Os X-Men como metáfora para as pessoas LGBTI+ surgiu em uma época, vulgo começo dos anos 2000, que era irreal pensar em uma história que falasse esclarecidamente sobre nós (e que fosse positiva sobre nós) que pudesse atingiu um número de pessoas à nível global como aconteceu com o primeiro filme dos mutunas. Não dava nem pra pensar em viado, bixa e sapata em blockbuster, e a ferramenta da metáfora e da analogia vem exatamente pra isso. É uma narrativa LGBTI+ de Schrödinger, se você quer que seja vai ter todas as ferramentas pra ser, todas as metáforas, todos os paralelos, todas as nossas questões e todos os nossos traços culturais. Mas se você não quiser que seja, não vai ser também, aliás nem ao menos tem personagens transviados (ou queer) assumidos na história. Acredito que esse tempo passou e o advento da internet deu muito mais poder para produzirmos e compartilharmos um conteúdo que fale diretamente sobre nós, feito por nós. Não basta muita procura na internet para achar curtas e produções transviadas fantásticas e profundas, e temos o poder de compartilhar e apoiar sem precisar apelar para uma megacorporação como a Marvel Comics, a Disney ou a falecida Fox.


Entretanto, os X-Men, em especial os filmes mas também os quadrinhos, estão num lugar de muito carinho, inspiração e admiração dentro de mim.
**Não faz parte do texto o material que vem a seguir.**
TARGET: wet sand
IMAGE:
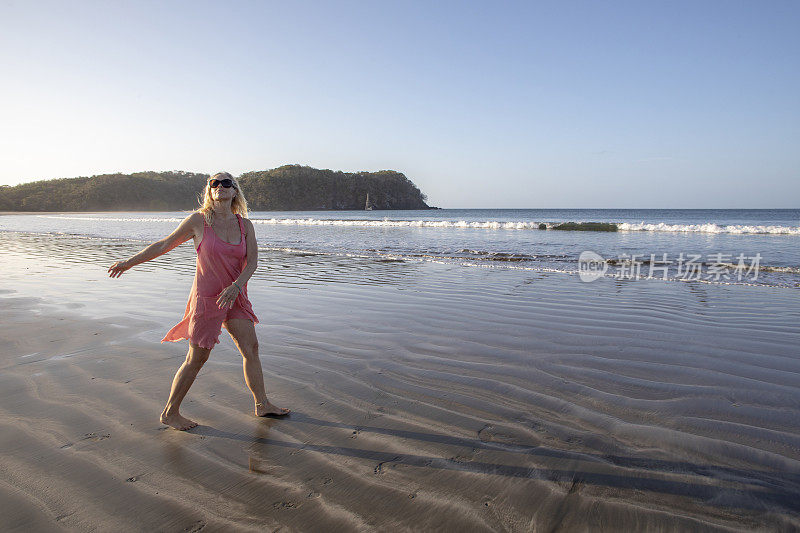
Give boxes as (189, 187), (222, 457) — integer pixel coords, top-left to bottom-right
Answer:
(0, 231), (800, 531)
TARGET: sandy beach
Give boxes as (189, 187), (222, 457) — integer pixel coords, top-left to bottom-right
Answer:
(0, 233), (800, 531)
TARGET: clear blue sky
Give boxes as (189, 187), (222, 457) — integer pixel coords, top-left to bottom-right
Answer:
(0, 0), (800, 208)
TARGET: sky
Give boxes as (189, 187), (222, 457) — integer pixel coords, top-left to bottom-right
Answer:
(0, 0), (800, 208)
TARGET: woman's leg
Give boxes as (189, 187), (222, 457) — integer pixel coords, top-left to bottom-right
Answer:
(161, 343), (211, 431)
(225, 318), (289, 416)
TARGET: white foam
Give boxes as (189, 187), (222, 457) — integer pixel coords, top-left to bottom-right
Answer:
(37, 215), (800, 235)
(617, 222), (800, 235)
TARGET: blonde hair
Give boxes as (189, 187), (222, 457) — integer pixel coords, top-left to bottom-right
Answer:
(197, 172), (247, 226)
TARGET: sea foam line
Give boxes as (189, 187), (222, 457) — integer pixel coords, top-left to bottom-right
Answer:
(37, 215), (800, 235)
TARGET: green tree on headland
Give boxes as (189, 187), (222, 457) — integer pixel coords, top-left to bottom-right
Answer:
(0, 165), (429, 211)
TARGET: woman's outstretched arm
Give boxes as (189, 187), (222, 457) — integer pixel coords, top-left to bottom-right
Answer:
(108, 213), (203, 278)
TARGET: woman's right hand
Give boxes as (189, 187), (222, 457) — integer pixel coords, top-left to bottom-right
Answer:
(108, 261), (133, 278)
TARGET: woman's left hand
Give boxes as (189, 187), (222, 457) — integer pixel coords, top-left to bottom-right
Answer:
(217, 283), (239, 309)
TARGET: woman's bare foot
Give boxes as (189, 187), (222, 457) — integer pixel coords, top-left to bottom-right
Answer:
(256, 400), (290, 416)
(161, 413), (197, 431)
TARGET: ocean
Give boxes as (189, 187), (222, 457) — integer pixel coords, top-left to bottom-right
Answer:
(0, 209), (800, 289)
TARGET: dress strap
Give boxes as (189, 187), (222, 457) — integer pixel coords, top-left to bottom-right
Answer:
(236, 213), (244, 237)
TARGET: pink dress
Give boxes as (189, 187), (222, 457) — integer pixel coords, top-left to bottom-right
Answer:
(161, 214), (258, 349)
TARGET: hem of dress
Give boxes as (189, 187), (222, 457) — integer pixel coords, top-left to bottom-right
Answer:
(161, 337), (219, 350)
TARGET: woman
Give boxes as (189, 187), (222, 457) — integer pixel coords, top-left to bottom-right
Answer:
(108, 172), (289, 431)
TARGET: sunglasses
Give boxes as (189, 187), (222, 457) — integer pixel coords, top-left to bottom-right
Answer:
(209, 178), (233, 189)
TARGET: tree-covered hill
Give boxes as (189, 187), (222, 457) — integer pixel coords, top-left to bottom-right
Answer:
(0, 165), (429, 211)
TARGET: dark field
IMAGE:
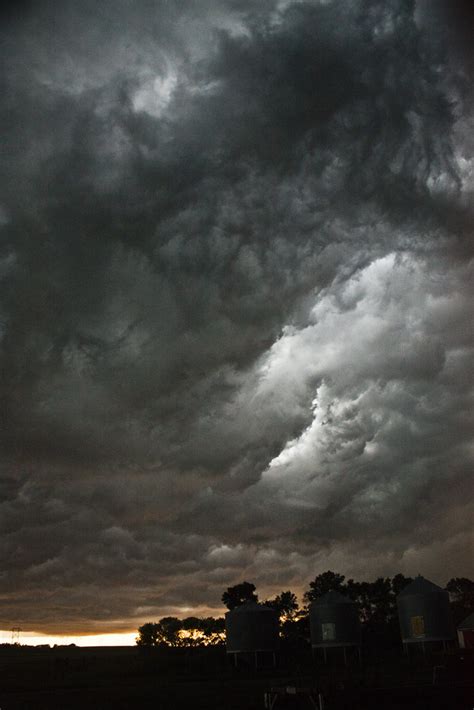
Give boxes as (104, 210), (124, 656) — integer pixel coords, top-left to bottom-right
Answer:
(0, 647), (474, 710)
Tudo isso me faz ter muito apreço de celebrar 20 anos de existência, e a esperança que mais pessoas, em especial as mais novas ainda procurando sua própria identidade no meio do caos que é essa descoberta sexual (ou mutante), consigam achar nesses filmes uma história sobre elas mesmas, que consigam se sentir acolhidas nele e consigam também se comunicar sobre as opressões que sentem usando eles de referência. Que consigam, assim como eu estou conseguindo, abraçar as nossas transviadagens, o nosso superpoder, com orgulho.